Lee Harris is one of Louisville’s best known and most prominent real estate attorneys who has served with the Kentucky Real Estate Commission for 12 years and worked at the office of Limestone Title for six years now. She joins the podcast to help explain that strange language in many real estate contracts that states “Time is of the essence.”
According to Harris, there was a 1956 Kentucky court case (Benet vs. Stevens), which stated that time is not of the essence in real estate contracts. So, unless explicitly stated, there is no particular drop-dead deadline for the deal.
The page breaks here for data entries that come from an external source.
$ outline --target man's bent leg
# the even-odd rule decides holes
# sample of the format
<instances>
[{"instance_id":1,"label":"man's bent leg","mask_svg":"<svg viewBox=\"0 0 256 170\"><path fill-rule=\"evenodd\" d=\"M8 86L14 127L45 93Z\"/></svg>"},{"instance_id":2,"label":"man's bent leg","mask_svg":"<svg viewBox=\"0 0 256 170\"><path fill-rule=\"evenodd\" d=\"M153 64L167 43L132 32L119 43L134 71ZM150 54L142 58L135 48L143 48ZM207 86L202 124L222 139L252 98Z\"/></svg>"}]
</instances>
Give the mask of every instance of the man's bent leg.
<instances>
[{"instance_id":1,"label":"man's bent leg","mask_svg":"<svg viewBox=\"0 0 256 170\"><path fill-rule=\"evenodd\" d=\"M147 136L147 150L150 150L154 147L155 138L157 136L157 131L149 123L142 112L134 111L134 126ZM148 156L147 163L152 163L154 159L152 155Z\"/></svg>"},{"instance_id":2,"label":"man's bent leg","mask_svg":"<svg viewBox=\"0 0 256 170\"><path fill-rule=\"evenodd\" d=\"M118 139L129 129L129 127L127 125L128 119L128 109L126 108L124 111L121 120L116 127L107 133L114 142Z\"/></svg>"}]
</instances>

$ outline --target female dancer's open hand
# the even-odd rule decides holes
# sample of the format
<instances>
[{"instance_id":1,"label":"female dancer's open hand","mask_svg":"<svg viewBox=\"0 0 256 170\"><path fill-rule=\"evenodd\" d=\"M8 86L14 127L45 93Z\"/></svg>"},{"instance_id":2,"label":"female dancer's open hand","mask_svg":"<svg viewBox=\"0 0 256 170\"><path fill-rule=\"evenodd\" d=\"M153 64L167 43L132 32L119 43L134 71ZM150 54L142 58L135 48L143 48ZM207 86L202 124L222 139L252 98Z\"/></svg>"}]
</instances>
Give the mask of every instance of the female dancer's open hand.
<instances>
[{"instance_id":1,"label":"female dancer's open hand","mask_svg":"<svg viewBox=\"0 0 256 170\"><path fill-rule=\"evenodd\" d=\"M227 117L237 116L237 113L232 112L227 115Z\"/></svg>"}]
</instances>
Sometimes a real estate contract will read that a buyer has 10 days to get an inspection, where “time is of the essence” – and that means that the buyer doesn’t have the luxury of getting an inspection once day #11 rolls around.
Real estate contracts are piece by piece, so putting “time is of the essence” in one section doesn’t necessarily kill the whole contract, Harris adds, unless there is a clause that states: “Times of the essence for every provision in this contract.” There are contracts out there in the state of Kentucky that say that, but Harris doesn’t generally recommend it.
The Board Forms Committee members who drafted the contracts debated for a while, but ultimately decided that the inspection clause in Louisville was killing a lot of deals, Harris says. They found that there was a lot of negotiation back and forth during the time specified on the contract, but if there was any disagreement on the repairs, the deal would fall through. Meanwhile, the home was off the market for (in some cases) up to 90 days, so the seller had trouble finding another buyer in that situation.
It’s usually preferable to leave a bit of wiggle room within a contract, which is why making “time of the essence” is not advisable for the entire contract. For instance, you may not want to put the closing date in stone. If there is a tornado or a flood on that day, you may run into trouble making good on that promise. There is a whole litany of individuals needed to bring a particular real estate deal together — inspectors, lenders and underwriters. All the cogs need to be well greased and moving in sync. Then there are personal issues for the buyers and sellers to consider. What if there is a death in the family, for instance? Do you add a lost deal to the commotion?
In her line of work, Harris stresses that it’s important for people to understand that the closing date is – in most cases – a goal, rather than an absolute deadline set in stone. Years down the road, they’re not going to care if the closing got pushed back a couple of days, but in the moment it can be upsetting to wait. So if there is a circumstance where the buyer or the seller absolutely needs the deal to go through on a particular date, then the clause needs to be included.
“Human nature has always been that a person wants to do that,” Harris says, “but it really depends upon three things: the market, the property, and the personal circumstances.”